-
-
November 21, 2018 at 8:19 am
sentenza
Subscriber
Hi to all, this is my first post here and I want to thank you for all the useful information you give.
I need some help to analyze the shaft you see in the attacched image: it's a rotor turning with very low speed and subjected to a pressure of 1 bar on upper side. I have also a torque on one side and two self alignment bearings on both ends. I want to analyze just the shaft not considering the rotor, so my questions are:
1) how to represent the pressure load on the shaft , if I suppose that the shaft is not bending on the middle part due to the rotor rigidity
2) how to put boundary condition correctly to represent bearings and prevent body motion
thanks for your help
-
November 21, 2018 at 2:35 pm
Aniket Chavan
Forum Moderator
ANSYS Employees do not have access to attached files. Can you insert the image inline of your post? -
November 21, 2018 at 4:08 pm
sentenza
Subscriberdone, thanks
-
November 21, 2018 at 4:57 pm
peteroznewman
SubscriberANSYS Mechanical has a connection called Bearing. See this post.
You need more than two Bearings to have a Static Structural solution. Two bearings only take away 4 DOF, you have to remove two more DOF, axial position and axial rotation. See this post.
If you model the shaft and the rotor, you can apply pressure to the rotor and use contact between the shaft and the rotor. If you want a simplified model, split the shaft at the ends of the rotor, suppress the rotor, and apply two forces to the shaft at the split line to represent the pressure on the rotor.
-
November 21, 2018 at 5:59 pm
sentenza
Subscriberthanks for the suggestion, i will give a look. What about question number 1? I want to transfer the pressure to the shaft and avoid bending of the shaft where the rotor is positioned. I was thinking to slice the shaft in design modeler and consider the middle part as a rigid body: the ploblem is that in that way i can't insert a load on that part. Any other idea?
-
November 22, 2018 at 2:38 am
peteroznewman
SubscriberHow is the shaft assembled into the rotor? Is there clearance? Is there some kind of shim at each end to take up the clearance? If so, then it is reasonable to assume that the shaft can bend within the available clearance. In that case, the method of splitting the shaft at each end of the rotor and applying the total force from the rotor onto those two split faces seems reasonable.

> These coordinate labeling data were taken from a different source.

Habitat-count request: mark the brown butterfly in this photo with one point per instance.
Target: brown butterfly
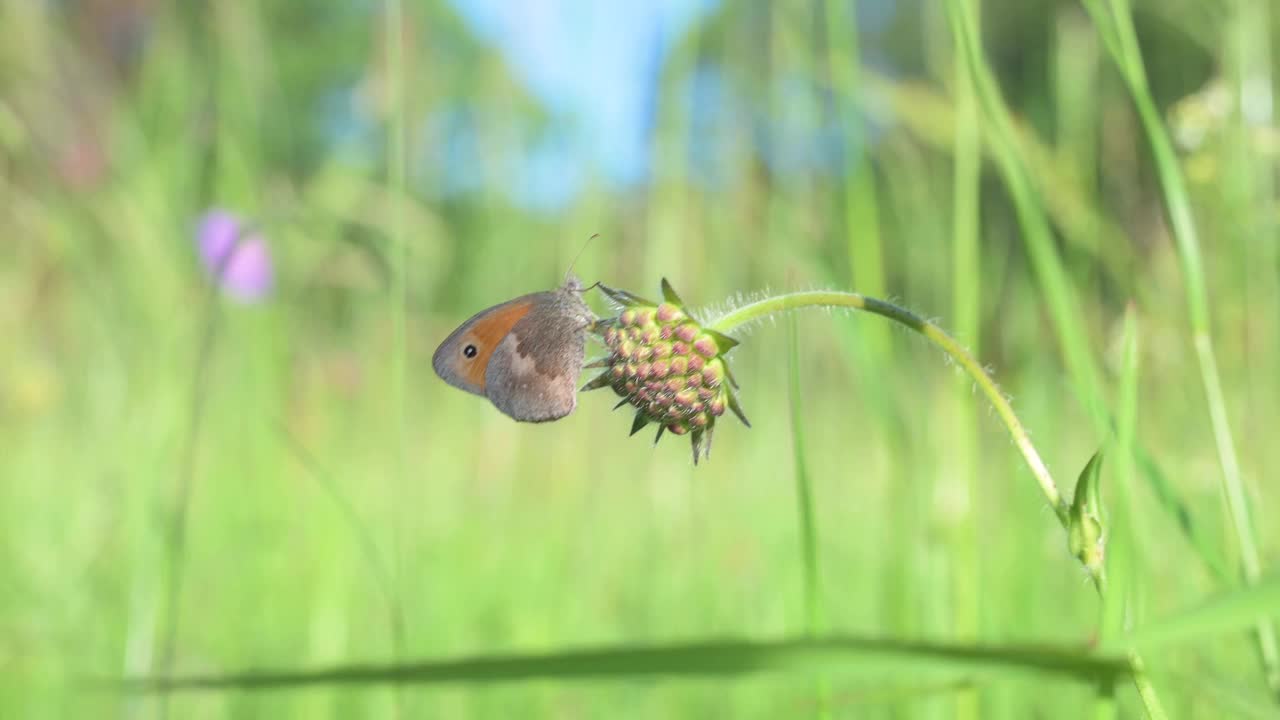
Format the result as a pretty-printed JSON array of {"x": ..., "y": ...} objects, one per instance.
[{"x": 524, "y": 355}]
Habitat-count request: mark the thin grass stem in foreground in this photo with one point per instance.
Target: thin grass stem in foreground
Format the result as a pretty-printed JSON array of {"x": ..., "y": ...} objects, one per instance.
[{"x": 1115, "y": 26}]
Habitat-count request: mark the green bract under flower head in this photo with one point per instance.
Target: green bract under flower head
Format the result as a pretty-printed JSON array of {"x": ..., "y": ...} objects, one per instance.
[{"x": 667, "y": 365}]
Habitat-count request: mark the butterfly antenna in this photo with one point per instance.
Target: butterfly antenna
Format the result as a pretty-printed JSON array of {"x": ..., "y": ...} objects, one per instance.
[{"x": 570, "y": 270}]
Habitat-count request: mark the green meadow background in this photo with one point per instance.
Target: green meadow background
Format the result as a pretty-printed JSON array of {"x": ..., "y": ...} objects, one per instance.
[{"x": 342, "y": 505}]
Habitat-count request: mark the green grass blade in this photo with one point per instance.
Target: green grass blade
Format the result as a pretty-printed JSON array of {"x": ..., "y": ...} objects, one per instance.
[
  {"x": 703, "y": 659},
  {"x": 814, "y": 616},
  {"x": 1121, "y": 39},
  {"x": 1225, "y": 613},
  {"x": 812, "y": 593}
]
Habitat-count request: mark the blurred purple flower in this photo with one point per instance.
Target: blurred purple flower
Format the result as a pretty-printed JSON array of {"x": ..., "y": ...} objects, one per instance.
[{"x": 236, "y": 256}]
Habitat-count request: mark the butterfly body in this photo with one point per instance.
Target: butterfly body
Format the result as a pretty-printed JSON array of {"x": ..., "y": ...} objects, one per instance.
[{"x": 525, "y": 355}]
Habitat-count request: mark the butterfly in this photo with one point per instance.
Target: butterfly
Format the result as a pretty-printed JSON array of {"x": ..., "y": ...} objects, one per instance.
[{"x": 525, "y": 355}]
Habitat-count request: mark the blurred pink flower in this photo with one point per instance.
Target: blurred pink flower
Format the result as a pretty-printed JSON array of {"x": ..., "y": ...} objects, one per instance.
[{"x": 236, "y": 256}]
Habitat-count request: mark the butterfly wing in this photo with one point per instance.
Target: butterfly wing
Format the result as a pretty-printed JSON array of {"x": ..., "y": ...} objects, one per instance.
[
  {"x": 462, "y": 359},
  {"x": 533, "y": 377}
]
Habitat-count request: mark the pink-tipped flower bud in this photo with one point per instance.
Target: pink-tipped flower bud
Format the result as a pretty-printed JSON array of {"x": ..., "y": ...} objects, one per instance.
[
  {"x": 705, "y": 346},
  {"x": 668, "y": 313}
]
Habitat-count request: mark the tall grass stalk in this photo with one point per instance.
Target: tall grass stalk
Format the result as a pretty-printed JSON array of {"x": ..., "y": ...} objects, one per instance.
[
  {"x": 955, "y": 351},
  {"x": 967, "y": 309},
  {"x": 181, "y": 504},
  {"x": 397, "y": 299},
  {"x": 1038, "y": 237},
  {"x": 958, "y": 354},
  {"x": 860, "y": 197},
  {"x": 814, "y": 615},
  {"x": 1115, "y": 26}
]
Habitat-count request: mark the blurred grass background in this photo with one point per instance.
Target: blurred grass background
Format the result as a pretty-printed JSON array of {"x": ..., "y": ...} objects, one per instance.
[{"x": 346, "y": 505}]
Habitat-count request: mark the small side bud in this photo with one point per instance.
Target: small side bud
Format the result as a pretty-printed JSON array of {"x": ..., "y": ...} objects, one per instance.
[{"x": 1086, "y": 534}]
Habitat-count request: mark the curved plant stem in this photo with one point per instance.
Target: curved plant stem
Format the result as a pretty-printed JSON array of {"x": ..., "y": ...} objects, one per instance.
[
  {"x": 1115, "y": 26},
  {"x": 954, "y": 350}
]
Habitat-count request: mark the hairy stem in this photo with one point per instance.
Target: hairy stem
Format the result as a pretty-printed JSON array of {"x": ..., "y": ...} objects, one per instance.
[{"x": 954, "y": 350}]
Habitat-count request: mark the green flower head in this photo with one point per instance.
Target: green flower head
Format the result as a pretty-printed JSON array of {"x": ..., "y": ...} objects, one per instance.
[{"x": 667, "y": 365}]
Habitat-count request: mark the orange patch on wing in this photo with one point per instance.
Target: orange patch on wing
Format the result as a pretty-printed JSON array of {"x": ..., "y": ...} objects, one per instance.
[{"x": 487, "y": 333}]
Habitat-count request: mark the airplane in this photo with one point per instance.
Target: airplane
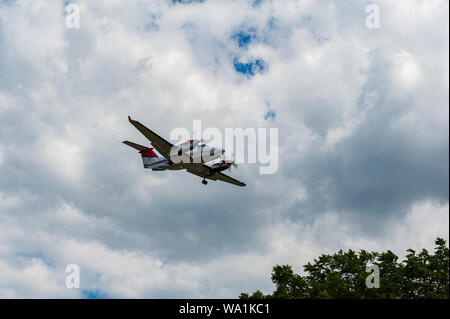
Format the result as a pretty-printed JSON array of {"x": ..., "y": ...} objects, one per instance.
[{"x": 191, "y": 155}]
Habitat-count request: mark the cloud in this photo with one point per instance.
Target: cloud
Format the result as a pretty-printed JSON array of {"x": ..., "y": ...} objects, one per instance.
[{"x": 363, "y": 140}]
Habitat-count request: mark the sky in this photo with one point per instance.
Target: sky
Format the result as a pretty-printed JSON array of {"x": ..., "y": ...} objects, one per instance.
[{"x": 363, "y": 140}]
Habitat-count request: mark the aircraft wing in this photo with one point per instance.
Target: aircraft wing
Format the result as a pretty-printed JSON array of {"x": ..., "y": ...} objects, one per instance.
[
  {"x": 226, "y": 179},
  {"x": 160, "y": 144},
  {"x": 203, "y": 171}
]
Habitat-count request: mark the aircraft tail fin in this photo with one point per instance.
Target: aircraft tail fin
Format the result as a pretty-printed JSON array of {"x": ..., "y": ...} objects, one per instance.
[{"x": 148, "y": 156}]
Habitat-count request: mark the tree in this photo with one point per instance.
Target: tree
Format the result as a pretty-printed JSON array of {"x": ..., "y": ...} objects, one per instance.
[{"x": 343, "y": 275}]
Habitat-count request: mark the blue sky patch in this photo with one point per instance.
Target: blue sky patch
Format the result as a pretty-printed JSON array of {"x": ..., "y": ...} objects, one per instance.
[
  {"x": 249, "y": 68},
  {"x": 244, "y": 37},
  {"x": 93, "y": 294},
  {"x": 270, "y": 114}
]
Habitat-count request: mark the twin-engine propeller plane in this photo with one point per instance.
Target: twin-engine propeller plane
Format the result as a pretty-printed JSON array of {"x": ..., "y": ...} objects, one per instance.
[{"x": 191, "y": 155}]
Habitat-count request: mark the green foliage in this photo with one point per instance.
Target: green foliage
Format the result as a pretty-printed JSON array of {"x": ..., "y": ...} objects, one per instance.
[{"x": 343, "y": 275}]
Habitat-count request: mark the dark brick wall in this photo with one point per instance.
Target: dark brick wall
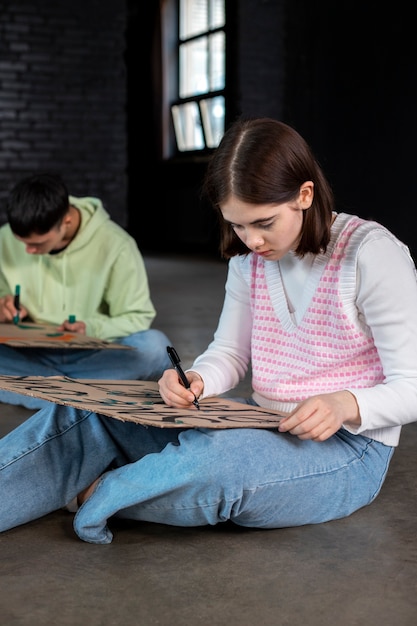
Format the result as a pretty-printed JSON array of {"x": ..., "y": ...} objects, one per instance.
[{"x": 63, "y": 96}]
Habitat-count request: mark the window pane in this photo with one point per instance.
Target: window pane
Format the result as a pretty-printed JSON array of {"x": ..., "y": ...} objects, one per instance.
[
  {"x": 217, "y": 16},
  {"x": 193, "y": 68},
  {"x": 193, "y": 17},
  {"x": 212, "y": 113},
  {"x": 187, "y": 124},
  {"x": 217, "y": 61}
]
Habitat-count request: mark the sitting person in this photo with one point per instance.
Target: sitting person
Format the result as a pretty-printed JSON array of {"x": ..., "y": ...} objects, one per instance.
[
  {"x": 70, "y": 259},
  {"x": 330, "y": 332}
]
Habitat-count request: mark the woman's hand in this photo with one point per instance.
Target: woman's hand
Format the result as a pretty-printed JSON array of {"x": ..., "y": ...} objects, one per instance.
[
  {"x": 319, "y": 417},
  {"x": 175, "y": 394}
]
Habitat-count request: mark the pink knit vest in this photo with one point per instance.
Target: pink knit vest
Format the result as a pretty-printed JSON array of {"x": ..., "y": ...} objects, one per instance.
[{"x": 328, "y": 351}]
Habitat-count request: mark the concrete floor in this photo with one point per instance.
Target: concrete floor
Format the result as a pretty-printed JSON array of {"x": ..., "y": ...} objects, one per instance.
[{"x": 361, "y": 570}]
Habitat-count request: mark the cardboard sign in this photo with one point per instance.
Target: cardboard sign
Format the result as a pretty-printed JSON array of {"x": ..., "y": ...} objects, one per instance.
[
  {"x": 30, "y": 335},
  {"x": 139, "y": 401}
]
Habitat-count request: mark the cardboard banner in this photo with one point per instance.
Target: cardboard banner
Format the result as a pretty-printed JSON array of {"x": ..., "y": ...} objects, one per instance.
[
  {"x": 30, "y": 335},
  {"x": 139, "y": 401}
]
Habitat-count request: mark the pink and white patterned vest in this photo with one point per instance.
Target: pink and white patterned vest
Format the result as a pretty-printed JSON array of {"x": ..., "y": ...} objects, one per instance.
[{"x": 330, "y": 349}]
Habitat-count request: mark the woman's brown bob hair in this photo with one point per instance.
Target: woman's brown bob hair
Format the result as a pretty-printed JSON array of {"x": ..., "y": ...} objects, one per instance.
[{"x": 262, "y": 161}]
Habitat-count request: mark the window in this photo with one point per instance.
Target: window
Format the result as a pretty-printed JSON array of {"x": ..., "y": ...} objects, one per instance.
[{"x": 197, "y": 83}]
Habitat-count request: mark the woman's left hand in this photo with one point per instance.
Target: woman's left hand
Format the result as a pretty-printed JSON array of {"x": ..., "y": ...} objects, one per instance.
[{"x": 319, "y": 417}]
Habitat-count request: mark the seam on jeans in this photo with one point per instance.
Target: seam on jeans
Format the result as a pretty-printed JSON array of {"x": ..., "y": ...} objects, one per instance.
[{"x": 40, "y": 445}]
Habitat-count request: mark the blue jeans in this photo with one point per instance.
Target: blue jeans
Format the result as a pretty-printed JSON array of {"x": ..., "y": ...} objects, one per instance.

If the rotor is a close press fit with the shaft and there is no clearance, then include the pipe section of the rotor and bond it to the shaft to increase the stiffness.
If you have a cylindrical face, Mechanical provides a Bearing Load. This load provides a way to define a vector for the direction of loading. It then applies that loading to the compression side of the cylinder only, and does so using a cosine function so the highest force is at the center of the cylinder, and the force falls off to zero at the sides of cylinder, 90 degrees away from the center. The total force, integrated around the cylinder, equals the force entered into the Magnitude field.
-
November 22, 2018 at 8:20 am
sentenza
SubscriberHi Peter, the shaft is press fitted in the rotor with no clearance. I tried to put a remote force on the middle surface equal to max pressure force and set the behavior to rigid. It seems to me i have a good result. Can be a solution?
-
November 22, 2018 at 7:08 pm
peteroznewman
SubscriberThat sounds reasonable.
-
- The topic ‘rotor shaft’ is closed to new replies.
-
5014
-
1683
-
1387
-
1248
-
1021
© 2026 Copyright ANSYS, Inc. All rights reserved.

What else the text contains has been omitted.